Boardman v. Inslee, No. 19-35113 (9th Cir. Oct. 22, 2020).
Complaint, Boardman v. Inslee, No. 3:17-cv-05255 (W.D. WA. Apr. 5, 2017), complaint hosted by freedomfoundation.com (plaintiff).
In a win for unions, the U.S. Court of Appeals for the Ninth Circuit recently affirmed a district court’s summary judgment upholding the constitutionality of Washington state ballot initiative 1501. The court rejected First and Fourteenth Amendment challenges, leaving in place limitations that make it more difficult for appellants to reach in-home care providers and inform them of their right to opt-out of agency fee payments to their collective bargaining representatives.
Initiative 1501 (“I-1501”), which was supported by nearly 71% of Washington voters in 2016, was described on the ballot as a measure to “increase the penalties for criminal identity theft and civil consumer fraud targeted at seniors or vulnerable individuals.” Part III of the initiative also prohibited public access to certain government-controlled information—namely, the personal information of “in-home care givers of vulnerable populations.” However, the initiative allowed information to be provided to providers’ exclusive bargaining representatives.
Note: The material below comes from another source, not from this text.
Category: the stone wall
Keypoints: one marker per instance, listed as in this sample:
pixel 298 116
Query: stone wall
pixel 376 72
The Freedom Foundation, a conservative think-tank and co-appellants in the case along with several individual in-home providers, dubbed I-1501 as a “Trojan horse designed to deceive Washington state voters into approving something they wouldn’t otherwise.”
The more than 35,000 home healthcare providers and 8,000 home-based childcare providers in Washington are required to participate in statewide collective bargaining, represented by the SEIU 775 and the SEIU 925 unions, respectively. Prior to 2014, unions would routinely require and collect payment from members and non-members aliketo support the groups’ collective-bargaining activities. In 2014, the Supreme Court held in Harris v. Quinn that quasi-public employees like in-home care providers cannot be forced to pay agency fees as non-members of a union. Following the decision, some unions continued to automatically collect payments, requiring an explicit “opt-out” from the provider– either to resign from the union and stop paying member dues, or to stop paying non-member fees. The Supreme Court’s 2018 Janus v. AFSCME Council 31 decision effectively nullified the opt-out loophole for public-sector labor unions, but certain workarounds remain in place that make it difficult for workers to resign as dues-paying members of such unions. Since the changes in law, the appellants have attempted to inform other in-home providers of their right to opt out of paying agency fees to the unions. Two co-appellants are also motivated by a campaign to replace the SEIU 925 union with a competing one, on whose board they serve. Given the large number of individual in-home care providers throughout the state, appellants have relied for years on Public Records Act (“PRA”) requests to obtain lists of providers’ contact information. The unions unsuccessfully challenged the PRA information requests a number of times, and in response helped introduce I-1501. The initiative subsequently exempted the relevant provider information from further disclosure. Appellants challenged I-1501 on First and Fourteenth Amendment claims.
The Ninth Circuit rejected all claims. Noting that although the First Amendment does not guarantee a right to government information, recent precedent restricts imposing viewpoint-based discrimination in the provision of such information. However, the Court did not find that such a First Amendment claim was supported here: there was no evidence of viewpoint preference between parties, and the challenged provisions did not “draw distinctions based on the message.” The Court also rejected that the limited relationships conferred by the union representation implicated appellants’ associational rights and stated that appellants lacked the standing to assert the First Amendment rights of other in-home providers. Finally, Equal Protection challenges also failed, as the initiative passed rational-basis review given that it furthered a legitimate state purpose of protecting vulnerable populations.
Judge Bress dissented. He found that prohibiting access to provider information to all but the unions was effectively promoting the incumbent unions’ views at the expense of anyone who might oppose them. He called I-1501 “transparent viewpoint discrimination…” that “fail[s] First Amendment scrutiny and thereby violate[s] Appellants’ fundamental rights under the Equal Protection Clause.”
Proponents of the initiative applauded the decision as protecting the personal information of vulnerable populations and their caregivers. However, despite the victory, restrictions following the decisions in Harris and Janus continue to hurt union membership and income.
Savely Zakharenko is a 1L at Harvard Law School.